Chào các bạn! Vì nhiều lý do từ nay Truyen2U chính thức đổi tên là Truyen247.Pro. Mong các bạn tiếp tục ủng hộ truy cập tên miền mới này nhé! Mãi yêu... ♥

❧ 9 : une douleur qui ne peut pas dépasser l'âme

bölüm 9: ruhun ötesine geçmeyen acı

Oturma odasında dizi izliyordum. Jaemin'i iki gündür görmemiştim, benim durumum şu anlık iyiydi ve anlaşılan o da iyiydi. Odasından pek çıkmıyordu, işime gelirdi. Diğerleri yine merkeze, muhtemelen bir kafeye gitmişti.

Kanalları değiştirirken televizyonun üstündeki saate baktım, akşam on olmuştu. Uykum yoktu ama uyumak için garip bir istek duyuyordum, yatağa uzanmak ve uzunca bir süre de kalkmamak istiyordum. Üzerimdeki battaniyeyi kenara ittim ve televizyonu kapatıp ayağa kalktım. Jaemin'e bakmalı mıydım bilmiyordum, gerçekten çok sessizdi ve ona bir şey olup olmadığını düşünüp duruyordum. Merdivenleri çıkıp odalarımızın olduğu kata geldim, Jaemin'in odasının kapısı kapalıydı.

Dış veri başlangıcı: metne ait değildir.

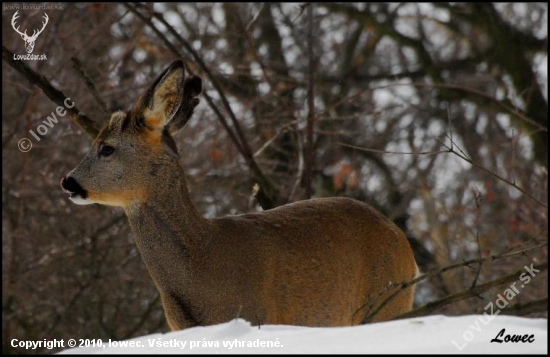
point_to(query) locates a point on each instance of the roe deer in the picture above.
(318, 262)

O sırada sol kolumda, bileğime yakın bir yerde bir sızı belirdi. Ben hiçbir şey yapmamıştım, neden bir anda böyle olmuştu? Dişlerimi sıktım, bileğimi tutarken aklıma gelen tek şey Jaemin'in kendine bir şey yapıp yapmadığıydı. İki adımda merdivenin başından çıktım ve odasının önüne geldim. Bileğimdeki sızı daha da çok arttığında dudaklarım arasından küçük bir nida çıktı ve ben saygıyı bir kenara bırakarak kapıyı tıklatmadan içeri girdim

Jaemin yoktu, odanın ortasına ilerleyip kapalı olan banyo kapısına baktım. Bileğimi tutarak beyaz kapıya yaklaştım ve göreceğim şeyin ne olduğunu kestiremediğimden kapıyı yavaşça açtım. Eğer ölecekse ya da ölümü düşünüyorsa bile ruhumun da acı çekmesi lazımdı ama hayır, sadece bileğimde çok keskin bir acı vardı. Başımı uzatıp içeri baktığımda gördüğüm şey lavabonun önündeki Jaemin'di.

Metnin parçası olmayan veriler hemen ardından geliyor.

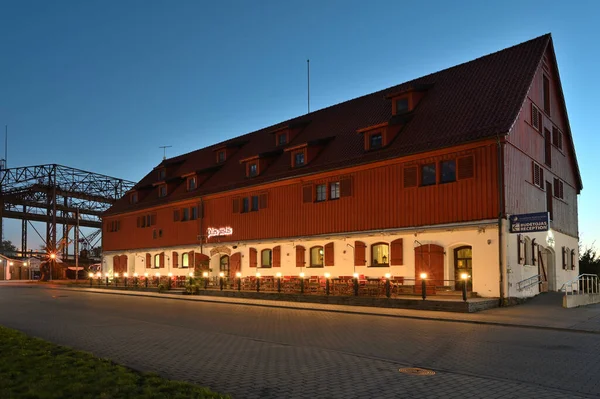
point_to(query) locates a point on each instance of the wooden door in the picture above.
(429, 258)
(235, 264)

Üzerinde hiçbir şey yoktu, sadece eşofmanıyla duruyordu ancak gözlerim ellerine kaydığında mermerin tamamen kan olduğunu gördüm ve o an, bileğimdeki acıyla beraber yere çöktüm.

Bileğini kesmişti.

Ellerim titremeye başladı, öyle ki bileğinden akan kanı görmek midemi bulandırmakla kalmamış, o görüntüyü silmek istermiş gibi gözlerimi sımsıkı kapatmıştım. ''Jaemin,'' dedim yutkunarak. ''Neden yaptın?''

''Ruhun acı çekmiyor.'' Benim aksime sesi, gereğinden fazla soğuk ve netti. Sanki ellerinden kan akan ben değildim. Başımı kaldırıp ona baktığımda suyu açtı, bileğini suyun altına tuttu ve birkaç saniye sonra kenardaki siyah tişörtü sol bileğinin etrafına sardı. Yüzündeki buz gibi ifade irkilmemi sağladı.

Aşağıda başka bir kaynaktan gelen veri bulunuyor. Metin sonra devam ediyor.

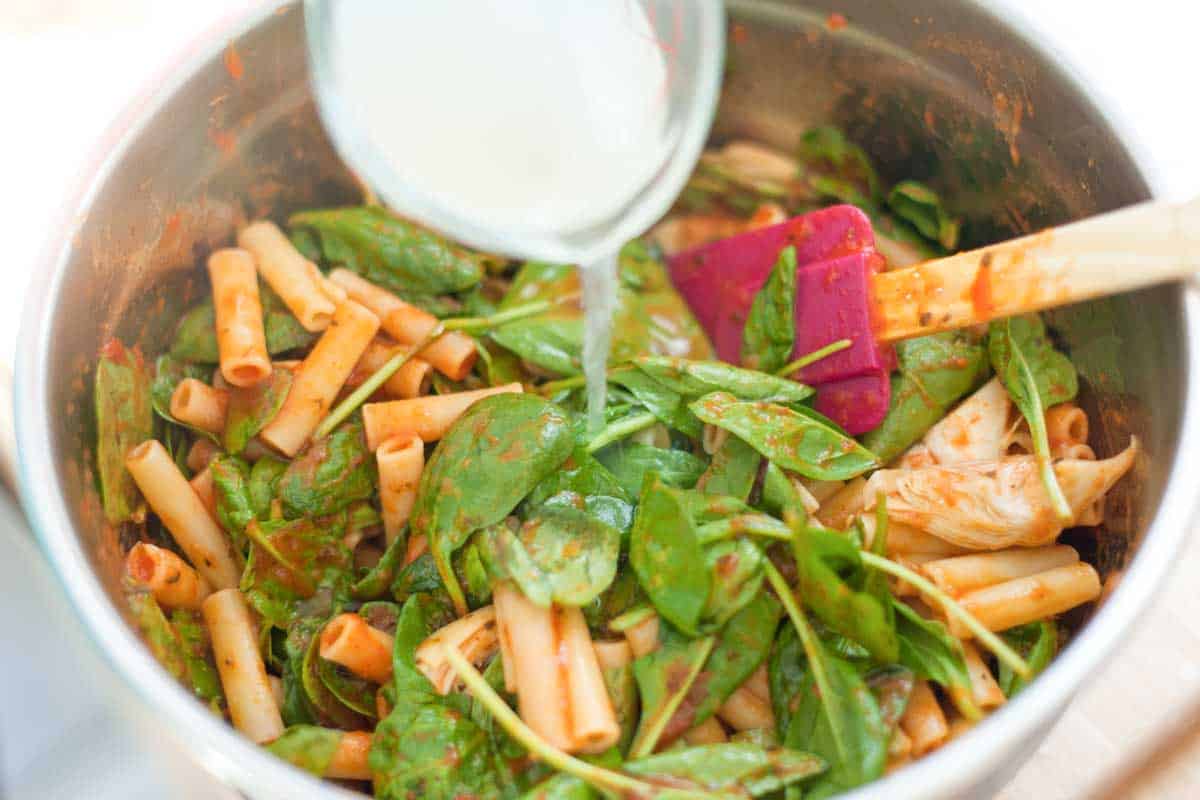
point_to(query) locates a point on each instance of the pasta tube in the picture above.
(241, 340)
(173, 583)
(319, 377)
(527, 632)
(453, 354)
(349, 761)
(247, 691)
(474, 636)
(744, 710)
(401, 461)
(184, 515)
(427, 417)
(294, 278)
(923, 720)
(963, 573)
(364, 650)
(201, 405)
(1032, 597)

''Derdin ne senin?'' Çektiğim acıyı tarif edemezdim, bileğimden başlayan ağrı sol koluma yayılmıştı ve Jaemin önümde diz çöktü, yüzünde her zamanki alaylı ifadeden vardı.

Parmağından hâlâ su akıyordu, sol elini kaldırıp çenemi tuttu ve gözlerimizin kesişmesini sağladı. Titremem durmuyordu, dişlerimi birbirine bastırmıştım ancak sanki acı çeken tek kişi bendim. ''Bak, sadece elin acıyor.''

''Ne demeye çalışıyorsun?''

Jaemin güldü ve parmaklarını çenemden çekti, bıraktığı ıslaklık boynuma doğru yol alıp oradan aşağı düştü. Sol bileğimi tuttu. ''Ölmek istemediğim sürece bedenime zarar verebilirim ve bu senin sadece acı çekmene sebep olur.''

Sırf bana acı çektirmek için böyle mi yapacaktı yani? Hızlıca başımı iki yana salladım ve burnumu çektim. Gözlerim dolu doluydu. ''Hayır,'' dedim yutkunup. ''Bunu yapamazsın. Bu sadece ruhunun tükenmesine sebep olur.''

''İyi ya, ruhum tükenirse geberip giderim.''

''Seninle beraber ben de ölürüm Jaemin, şu an hayattaysam sebebi senin ruhun.''

Jaemin beni reddederek ayağa kalktı, bileğimi bıraktı ve küvetin kenarına oturdu. Ellerini iki yana koyduğunda sol bileğindeki tişörte rağmen parmaklarına yayılan kanı gördüm.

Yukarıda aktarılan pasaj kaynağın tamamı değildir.